Bofill, eterno imán de polémicas –de la caída de las losetas del Walden-7 a las poteriores críticas al Hotel W por cargarse el 'skyline' de Barcelona–, tiró la pelota al tejado de la Administración central y a su ratería con los dineros, y siguió adelante. Aunque, antes de morir, el pasado 14 de enero, a los 82 años, rogó a uno de sus hijos que prometiera "salvar" la T-1 de las intenciones de Aena de reformar el original para aumentar las zonas de facturación, seguridad y recogida de equipajes.
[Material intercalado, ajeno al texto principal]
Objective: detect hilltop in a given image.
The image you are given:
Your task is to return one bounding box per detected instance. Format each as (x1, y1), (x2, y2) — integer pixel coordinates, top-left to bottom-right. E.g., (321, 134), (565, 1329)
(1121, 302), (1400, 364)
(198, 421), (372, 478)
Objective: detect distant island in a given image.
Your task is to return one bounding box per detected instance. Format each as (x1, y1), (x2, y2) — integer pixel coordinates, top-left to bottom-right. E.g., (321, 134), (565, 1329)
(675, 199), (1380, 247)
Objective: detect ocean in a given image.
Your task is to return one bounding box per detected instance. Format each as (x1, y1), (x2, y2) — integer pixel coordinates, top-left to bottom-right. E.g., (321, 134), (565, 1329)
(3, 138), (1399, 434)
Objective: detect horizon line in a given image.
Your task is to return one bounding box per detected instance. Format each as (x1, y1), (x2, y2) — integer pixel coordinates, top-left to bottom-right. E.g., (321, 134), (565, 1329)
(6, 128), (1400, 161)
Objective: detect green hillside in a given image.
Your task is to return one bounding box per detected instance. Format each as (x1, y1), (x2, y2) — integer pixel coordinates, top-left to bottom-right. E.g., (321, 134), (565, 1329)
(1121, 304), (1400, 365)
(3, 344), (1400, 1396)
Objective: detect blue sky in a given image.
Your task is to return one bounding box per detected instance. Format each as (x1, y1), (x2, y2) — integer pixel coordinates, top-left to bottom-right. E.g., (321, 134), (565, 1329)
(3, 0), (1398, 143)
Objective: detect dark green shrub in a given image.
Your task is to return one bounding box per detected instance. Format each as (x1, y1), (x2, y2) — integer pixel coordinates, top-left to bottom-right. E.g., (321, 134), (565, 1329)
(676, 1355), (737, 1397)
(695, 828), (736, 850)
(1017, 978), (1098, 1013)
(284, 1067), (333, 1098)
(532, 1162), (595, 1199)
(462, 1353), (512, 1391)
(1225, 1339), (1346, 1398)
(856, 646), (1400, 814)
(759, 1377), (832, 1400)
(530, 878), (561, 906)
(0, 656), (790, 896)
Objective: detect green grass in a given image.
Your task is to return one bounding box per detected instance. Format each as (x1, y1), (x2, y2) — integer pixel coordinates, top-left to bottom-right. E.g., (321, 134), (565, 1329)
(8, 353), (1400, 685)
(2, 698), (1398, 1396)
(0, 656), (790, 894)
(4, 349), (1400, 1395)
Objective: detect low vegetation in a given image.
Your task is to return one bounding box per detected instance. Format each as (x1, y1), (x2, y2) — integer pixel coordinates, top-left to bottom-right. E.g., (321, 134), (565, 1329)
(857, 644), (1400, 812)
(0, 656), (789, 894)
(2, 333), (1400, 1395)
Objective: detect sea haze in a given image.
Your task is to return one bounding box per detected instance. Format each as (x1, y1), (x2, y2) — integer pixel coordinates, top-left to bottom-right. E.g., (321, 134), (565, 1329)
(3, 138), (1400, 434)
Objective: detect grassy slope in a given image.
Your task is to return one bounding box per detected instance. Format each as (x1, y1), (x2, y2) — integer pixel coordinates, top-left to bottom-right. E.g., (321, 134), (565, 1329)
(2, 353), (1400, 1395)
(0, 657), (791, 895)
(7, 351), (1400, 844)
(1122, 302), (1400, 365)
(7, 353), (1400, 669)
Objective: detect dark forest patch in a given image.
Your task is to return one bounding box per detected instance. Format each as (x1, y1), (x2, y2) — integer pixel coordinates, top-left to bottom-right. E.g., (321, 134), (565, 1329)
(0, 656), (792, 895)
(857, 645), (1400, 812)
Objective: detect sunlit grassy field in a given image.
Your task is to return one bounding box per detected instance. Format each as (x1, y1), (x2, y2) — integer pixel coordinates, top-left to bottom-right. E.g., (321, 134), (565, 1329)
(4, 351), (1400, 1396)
Pasados los años, el aeropuerto –él quería que se llamara Antoni Gaudí, como su gran referente– está considerado una de sus mejores obras, y eso que a lo largo de 50 años Bofill proyectó más de un millar en 36 países. Entre sus gracias están la cubierta curva sobre el cuerpo central, con una zona comercial que tiene las mismas proporciones que la plaza Navona (un guiño a su lado italiano, el de los Levi); los muelles de embarque cúbicos y las zonas más tranquilas para las largas esperas.
El juicio del tiempo se ha mostrado menos benevolente con sus otras dos aportaciones olímpicas: un complejo de 113 apartamentos en la Vila Olímpica (avenida del Bogatell, 27) y el Instituto Nacional de Educación Física de Catalunya (INEFC), en Montjuïc, donde se celebraron las competiciones de lucha libre y grecorromana, que ha sido evaluado como "anacrónico en su visión posmoderna".
Un legado a revisar
Sí, Bofill no caía en gracia en casa. En aquellos tiempos denunciar que Catalunya era un país "contradictorio y pequeño", y con "una visión excesivamente endogámica" se le atragantaba al 'establishment' del pujolismo. Pero él era un hombre que calculaba el efecto de sus opiniones. Antifranquista precoz –le echaron de la universidad con cajas destempladas–, se largó a estudiar a Suiza y empezó a construir en Francia, donde fue mimado por Mitterrand y Giscard d’Estaign. Pero, pese a ser un arquitecto nómada, siempre volvía a su oasis en Sant Just Desvern, a su Taller pegado al Walden –a "La Catedral" como él le llamaba–, donde vivía, recibía a los clientes "millonarios" y se mezclaba con ingenieros, filósofos y artistas para hacer lo que, claustrofóbico como era, necesitó desde el principio: "Construir espacio".
Quizá algún día su 'obra catalana' será releída con otros ojos, porque, pese a ese ademán de pijo de Barcelona con fular de seda, siempre hubo en él una pulsión utópica, un interés por las clases populares y las ciudades del Sur Global, y una tirria indisimulada a la separación tan Le Corbusier de separar las zonas urbanas según sus funciones. Solo quizá.